Aus Sicht der Trumpisten erscheint in Gestalt von Friedrich Merz ein Deutschland, das auf Kosten der USA lebt, militärisch und ökonomisch. Auch die Nato beutet sein Land aus, weil sich die Mitgliedsstaaten nicht an ihre Verpflichtungen halten und erst unter Dauerfeuer Besserung geloben. Und überhaupt sind Bündnisse des Teufels, wenn die USA für andere einstehen soll. Alles schlechte Deals nach dem Willen und der Vorstellung des 47. Präsidenten der Vereinigten Staaten.
Disruption ist sein Lebenselixier, das wissen wir auch. Aber warum legt er die Axt an erprobte Bündnisse, die für Amerikas Interessen als Weltmacht viele Jahrzehnte vorteilhaft waren?
So harmonisch, wie es im Nachhinein erscheint, war das Verhältnis zischen Deutschland und Amerika nur selten. John F. Kennedy brauchte nach dem Mauerbau fast zwei Jahre für seinen berühmten Besuch in Berlin. Richard Nixon traute der deutschen Entspannungspolitik in den 1970er Jahren nicht über den Weg. Und als Ronald Reagan, wieder in Berlin, im Jahr 1987 seinen prophetischen Satz in Richtung Michail Gorbatschow sagte: „Reißen Sie die Mauer nieder,“, da war die Regierung Kohl/Genscher nicht sonderlich amüsiert. Damals befand sie sich noch im Status quo der Beschwichtigung.
Barack Obama liebten die Deutschen; er war der letzte Präsident, dem echte Zuneigung widerfuhr. Und Donald Trump spricht nun brutal und vulgär aus, was sich in Washington halblaut über die Jahre an Kritik an Nato und Europäischer Union aufgebaut hatte.
Es fällt natürlich leicht, den Temperatursturz ausschließlich auf Trump zu schieben. Aber man kann die Dinge auch historisch einordnen.

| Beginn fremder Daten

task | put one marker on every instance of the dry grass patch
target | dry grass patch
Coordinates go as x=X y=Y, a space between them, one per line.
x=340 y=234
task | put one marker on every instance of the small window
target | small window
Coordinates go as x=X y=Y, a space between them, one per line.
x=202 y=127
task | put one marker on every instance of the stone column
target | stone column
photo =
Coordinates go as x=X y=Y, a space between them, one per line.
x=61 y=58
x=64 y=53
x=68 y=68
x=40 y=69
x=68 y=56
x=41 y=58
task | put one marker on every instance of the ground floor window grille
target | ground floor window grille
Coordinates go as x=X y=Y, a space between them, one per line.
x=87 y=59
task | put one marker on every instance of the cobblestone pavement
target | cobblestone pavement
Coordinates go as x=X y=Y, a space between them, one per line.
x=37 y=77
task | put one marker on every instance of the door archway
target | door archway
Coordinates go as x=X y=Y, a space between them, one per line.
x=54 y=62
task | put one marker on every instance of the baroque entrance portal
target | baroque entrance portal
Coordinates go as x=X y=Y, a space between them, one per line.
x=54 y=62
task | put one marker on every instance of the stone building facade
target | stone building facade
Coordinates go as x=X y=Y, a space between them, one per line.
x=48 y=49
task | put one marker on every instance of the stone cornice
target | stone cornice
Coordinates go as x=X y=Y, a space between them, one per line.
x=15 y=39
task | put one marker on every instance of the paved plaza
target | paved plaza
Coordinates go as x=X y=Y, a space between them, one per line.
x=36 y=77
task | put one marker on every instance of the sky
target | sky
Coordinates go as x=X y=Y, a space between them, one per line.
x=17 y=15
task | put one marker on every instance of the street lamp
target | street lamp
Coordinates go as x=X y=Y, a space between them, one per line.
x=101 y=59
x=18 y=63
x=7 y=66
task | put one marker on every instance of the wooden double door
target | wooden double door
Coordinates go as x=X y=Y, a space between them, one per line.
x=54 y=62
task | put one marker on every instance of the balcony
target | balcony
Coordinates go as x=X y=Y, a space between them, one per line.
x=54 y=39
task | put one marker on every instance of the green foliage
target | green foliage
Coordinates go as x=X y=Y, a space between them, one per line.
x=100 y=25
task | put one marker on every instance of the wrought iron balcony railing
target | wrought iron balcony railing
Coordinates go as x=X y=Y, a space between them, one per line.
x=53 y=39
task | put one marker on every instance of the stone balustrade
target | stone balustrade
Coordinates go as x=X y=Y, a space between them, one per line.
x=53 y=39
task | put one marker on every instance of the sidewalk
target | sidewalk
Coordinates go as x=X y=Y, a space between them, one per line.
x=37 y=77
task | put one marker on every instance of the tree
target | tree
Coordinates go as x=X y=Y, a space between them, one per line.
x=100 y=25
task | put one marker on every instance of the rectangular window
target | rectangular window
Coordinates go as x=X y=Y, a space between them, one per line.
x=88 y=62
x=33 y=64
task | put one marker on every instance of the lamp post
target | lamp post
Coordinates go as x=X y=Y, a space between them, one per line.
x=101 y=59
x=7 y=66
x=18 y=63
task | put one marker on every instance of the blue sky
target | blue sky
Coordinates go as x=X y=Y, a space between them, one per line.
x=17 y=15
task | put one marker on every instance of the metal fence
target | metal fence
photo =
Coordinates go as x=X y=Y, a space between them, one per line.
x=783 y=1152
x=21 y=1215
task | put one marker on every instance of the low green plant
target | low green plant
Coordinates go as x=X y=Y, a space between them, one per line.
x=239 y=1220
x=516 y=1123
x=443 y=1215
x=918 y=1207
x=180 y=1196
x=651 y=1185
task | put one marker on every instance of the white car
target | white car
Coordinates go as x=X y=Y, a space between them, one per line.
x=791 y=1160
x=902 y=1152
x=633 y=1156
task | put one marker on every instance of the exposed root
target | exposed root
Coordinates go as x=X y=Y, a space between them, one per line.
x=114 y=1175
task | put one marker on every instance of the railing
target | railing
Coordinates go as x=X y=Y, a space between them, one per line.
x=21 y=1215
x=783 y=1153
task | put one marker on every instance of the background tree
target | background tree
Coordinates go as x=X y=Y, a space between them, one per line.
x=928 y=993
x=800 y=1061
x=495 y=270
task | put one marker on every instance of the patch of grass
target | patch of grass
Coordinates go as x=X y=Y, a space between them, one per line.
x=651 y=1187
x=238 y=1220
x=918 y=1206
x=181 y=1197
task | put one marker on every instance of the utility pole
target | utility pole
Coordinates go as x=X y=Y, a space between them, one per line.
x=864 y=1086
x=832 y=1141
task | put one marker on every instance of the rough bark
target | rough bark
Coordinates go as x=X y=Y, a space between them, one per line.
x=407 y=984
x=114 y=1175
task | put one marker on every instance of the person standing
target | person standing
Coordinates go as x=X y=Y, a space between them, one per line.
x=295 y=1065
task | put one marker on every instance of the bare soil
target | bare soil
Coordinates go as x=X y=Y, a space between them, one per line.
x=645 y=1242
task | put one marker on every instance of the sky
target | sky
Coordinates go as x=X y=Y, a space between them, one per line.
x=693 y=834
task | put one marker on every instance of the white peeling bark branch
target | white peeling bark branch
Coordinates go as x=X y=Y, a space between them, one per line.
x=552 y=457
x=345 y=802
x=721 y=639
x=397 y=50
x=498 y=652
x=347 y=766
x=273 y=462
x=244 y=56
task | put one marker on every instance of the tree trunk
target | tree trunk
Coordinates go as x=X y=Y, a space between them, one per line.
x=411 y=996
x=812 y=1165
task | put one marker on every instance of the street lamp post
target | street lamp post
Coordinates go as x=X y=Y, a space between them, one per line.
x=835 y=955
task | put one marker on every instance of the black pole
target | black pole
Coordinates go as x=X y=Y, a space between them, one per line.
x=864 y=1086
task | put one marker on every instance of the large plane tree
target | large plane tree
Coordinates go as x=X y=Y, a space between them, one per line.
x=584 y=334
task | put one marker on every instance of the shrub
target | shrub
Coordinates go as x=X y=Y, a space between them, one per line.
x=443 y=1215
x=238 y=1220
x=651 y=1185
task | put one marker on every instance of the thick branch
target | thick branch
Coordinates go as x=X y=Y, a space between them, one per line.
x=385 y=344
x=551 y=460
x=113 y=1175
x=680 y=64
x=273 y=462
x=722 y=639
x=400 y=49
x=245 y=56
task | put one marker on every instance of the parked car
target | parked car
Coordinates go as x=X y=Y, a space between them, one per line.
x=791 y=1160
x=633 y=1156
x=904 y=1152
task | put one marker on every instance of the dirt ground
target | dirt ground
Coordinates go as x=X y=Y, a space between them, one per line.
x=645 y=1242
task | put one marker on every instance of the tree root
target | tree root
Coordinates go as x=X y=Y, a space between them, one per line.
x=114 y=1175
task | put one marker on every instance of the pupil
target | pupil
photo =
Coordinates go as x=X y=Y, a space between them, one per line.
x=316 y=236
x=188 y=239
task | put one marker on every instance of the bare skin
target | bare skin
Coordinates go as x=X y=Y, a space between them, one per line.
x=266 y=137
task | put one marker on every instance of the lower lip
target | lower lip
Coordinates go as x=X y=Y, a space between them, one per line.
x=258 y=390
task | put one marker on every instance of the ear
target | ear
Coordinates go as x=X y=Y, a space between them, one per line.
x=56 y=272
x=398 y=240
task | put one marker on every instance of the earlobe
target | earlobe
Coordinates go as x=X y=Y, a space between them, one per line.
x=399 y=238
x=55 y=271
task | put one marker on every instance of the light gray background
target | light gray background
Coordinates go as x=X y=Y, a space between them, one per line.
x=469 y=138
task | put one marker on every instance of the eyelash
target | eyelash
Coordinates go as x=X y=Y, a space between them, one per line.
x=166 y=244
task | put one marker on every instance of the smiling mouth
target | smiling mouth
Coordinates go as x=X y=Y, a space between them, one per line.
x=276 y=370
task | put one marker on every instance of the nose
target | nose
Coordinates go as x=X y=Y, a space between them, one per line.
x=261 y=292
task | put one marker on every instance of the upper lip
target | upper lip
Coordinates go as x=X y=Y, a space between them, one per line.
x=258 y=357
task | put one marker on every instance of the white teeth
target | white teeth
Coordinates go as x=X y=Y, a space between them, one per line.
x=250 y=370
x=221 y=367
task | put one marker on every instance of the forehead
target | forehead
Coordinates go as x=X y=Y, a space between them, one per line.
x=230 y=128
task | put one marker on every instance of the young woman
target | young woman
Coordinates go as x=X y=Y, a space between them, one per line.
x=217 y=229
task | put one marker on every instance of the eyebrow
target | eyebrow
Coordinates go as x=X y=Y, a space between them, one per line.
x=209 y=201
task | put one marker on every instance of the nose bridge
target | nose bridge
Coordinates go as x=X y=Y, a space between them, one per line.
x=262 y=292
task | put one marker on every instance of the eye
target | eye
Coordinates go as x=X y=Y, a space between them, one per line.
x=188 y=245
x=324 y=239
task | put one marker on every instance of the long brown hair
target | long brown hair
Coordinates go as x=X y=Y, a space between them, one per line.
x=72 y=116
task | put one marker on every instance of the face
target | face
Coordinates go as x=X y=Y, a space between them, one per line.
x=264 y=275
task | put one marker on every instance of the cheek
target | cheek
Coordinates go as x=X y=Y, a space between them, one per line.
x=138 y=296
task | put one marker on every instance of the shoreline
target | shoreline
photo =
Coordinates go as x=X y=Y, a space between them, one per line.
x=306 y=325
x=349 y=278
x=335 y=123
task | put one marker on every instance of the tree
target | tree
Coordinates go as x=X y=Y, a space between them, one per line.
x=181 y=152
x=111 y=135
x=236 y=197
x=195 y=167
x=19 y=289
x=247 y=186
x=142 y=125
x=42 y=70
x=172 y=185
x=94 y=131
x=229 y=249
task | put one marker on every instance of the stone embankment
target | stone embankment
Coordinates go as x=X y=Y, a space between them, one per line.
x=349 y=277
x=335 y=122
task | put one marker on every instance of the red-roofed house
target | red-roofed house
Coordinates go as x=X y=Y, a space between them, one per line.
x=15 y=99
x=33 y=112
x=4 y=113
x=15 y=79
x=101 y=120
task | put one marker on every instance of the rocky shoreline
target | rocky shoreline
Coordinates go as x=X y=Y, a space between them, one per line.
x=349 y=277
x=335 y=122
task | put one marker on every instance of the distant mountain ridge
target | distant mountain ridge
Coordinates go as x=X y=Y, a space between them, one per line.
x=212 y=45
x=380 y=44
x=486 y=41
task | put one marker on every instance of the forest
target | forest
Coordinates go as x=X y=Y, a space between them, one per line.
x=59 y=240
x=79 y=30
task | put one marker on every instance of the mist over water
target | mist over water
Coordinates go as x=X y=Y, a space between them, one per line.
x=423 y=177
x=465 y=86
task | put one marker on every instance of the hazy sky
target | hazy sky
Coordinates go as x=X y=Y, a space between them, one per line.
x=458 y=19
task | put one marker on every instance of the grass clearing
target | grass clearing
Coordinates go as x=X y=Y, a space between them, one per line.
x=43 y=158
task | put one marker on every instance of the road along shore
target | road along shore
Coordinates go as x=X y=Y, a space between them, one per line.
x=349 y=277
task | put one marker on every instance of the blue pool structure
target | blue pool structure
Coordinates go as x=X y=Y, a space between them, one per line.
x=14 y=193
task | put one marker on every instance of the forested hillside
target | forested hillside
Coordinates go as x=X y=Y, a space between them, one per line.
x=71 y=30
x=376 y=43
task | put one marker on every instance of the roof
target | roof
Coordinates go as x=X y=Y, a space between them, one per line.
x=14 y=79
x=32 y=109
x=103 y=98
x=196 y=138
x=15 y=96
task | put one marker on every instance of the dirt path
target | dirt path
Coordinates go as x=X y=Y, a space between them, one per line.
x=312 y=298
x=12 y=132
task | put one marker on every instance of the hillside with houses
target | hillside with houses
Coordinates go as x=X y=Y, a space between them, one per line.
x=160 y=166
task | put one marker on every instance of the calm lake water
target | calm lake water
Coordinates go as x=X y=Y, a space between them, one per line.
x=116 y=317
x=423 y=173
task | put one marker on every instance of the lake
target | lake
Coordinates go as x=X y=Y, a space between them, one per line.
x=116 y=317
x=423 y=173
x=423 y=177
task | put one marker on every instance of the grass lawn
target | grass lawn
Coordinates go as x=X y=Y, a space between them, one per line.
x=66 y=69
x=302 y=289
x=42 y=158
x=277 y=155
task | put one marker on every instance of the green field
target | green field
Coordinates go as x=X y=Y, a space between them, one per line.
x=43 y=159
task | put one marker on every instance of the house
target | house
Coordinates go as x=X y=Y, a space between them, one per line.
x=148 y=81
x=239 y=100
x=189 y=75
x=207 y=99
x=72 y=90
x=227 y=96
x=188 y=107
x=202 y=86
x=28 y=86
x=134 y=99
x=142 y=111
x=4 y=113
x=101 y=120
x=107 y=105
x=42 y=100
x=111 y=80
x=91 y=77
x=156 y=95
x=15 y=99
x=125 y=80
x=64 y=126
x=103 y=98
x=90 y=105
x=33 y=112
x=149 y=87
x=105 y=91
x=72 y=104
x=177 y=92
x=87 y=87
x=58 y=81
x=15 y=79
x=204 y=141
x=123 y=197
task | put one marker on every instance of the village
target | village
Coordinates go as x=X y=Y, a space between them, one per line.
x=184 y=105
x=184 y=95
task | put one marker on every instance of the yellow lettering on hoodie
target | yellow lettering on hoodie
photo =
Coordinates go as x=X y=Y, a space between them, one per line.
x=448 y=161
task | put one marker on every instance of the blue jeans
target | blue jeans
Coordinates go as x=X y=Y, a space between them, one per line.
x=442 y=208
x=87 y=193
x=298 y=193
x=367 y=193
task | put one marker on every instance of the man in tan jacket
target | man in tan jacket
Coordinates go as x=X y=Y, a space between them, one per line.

Vielleicht kommen Historiker dereinst zu dem Ergebnis, dass die große Disruption im Jahr 2025 auf 1989 zurückzuführen ist. Damals wie heute brach eine Weltordnung zusammen. Damals wie heute wurde eine Supermacht degradiert. Denn der Blick auf die Welt, wie sie im Weißen Haus üblich ist, sieht überall nur Verfall. Im eigenen Land sowieso, wobei die Errichtung neuer Zollmauern zur Regeneration beitragen soll. In der Welt auch, da die Globalisierung die USA benachteiligt, so sehen sie es im Weißen Haus.
Natürlich ist die schwere Krise, in der Amerika steckt, mit dem Kollaps des Kommunismus nicht zu vergleichen. Es ist auch wahr, dass 1989 Amerika der große Sieger der Geschichte war und sich auch so fühlte. Wenig später aber leistete es sich zwei Kriege im Irak und in Afghanistan, die ihr endgültig den Zauber nahm, die Weltmacht zu sein, die Demokratie zum Heil der Menschheit verbreitet.
Im Windschatten schwang sich China zur neuen Weltmacht auf, zu einem wahren Konkurrenten, ökonomisch wie militärisch. Und das Trump-Amerika wütet nun gegen die alten Bündnisse, weil sie in der historischen Auseinandersetzung unnütz zu sein scheinen. „Trumps Schocktherapie ist ein Zeichen von Schwäche,“ schreibt die „Neue Zürcher Zeitung“. Der Präsident sorgt für eine neue Weltunordnung, aber sein Irrlichtern deutet darauf hin, dass Amerika seinen Platz darin erst noch finden muss.
Unter diesen Umständen fällt es natürlich schwer, im Weißen Haus über gemeinsame Werte und gemeinsame Interessen zu reden. Versuchen kann es der Kanzler, muss ja sein, aber darin steckt ein Risiko. Vermutlich wird Friedrich Merz viele Fragen stellen, natürlich milde und vorsichtig, um den neuesten Stand der Dinge zu erfahren, zum Beispiel über Trumps Haltung zu Putin, die sich gleich darauf wieder ändern könnte, so ist das nun einmal.
Und vielleicht sollte Merz zur Entspannung gleich eine Einladung aussprechen – ins pfälzische Kallstadt, wo Trumps Ahn nach Amerika aufbrach. Damit es ihm nicht so ergeht wie Selenskji und Ramaphosa.
Veröffentlicht auf t-online.de, heute.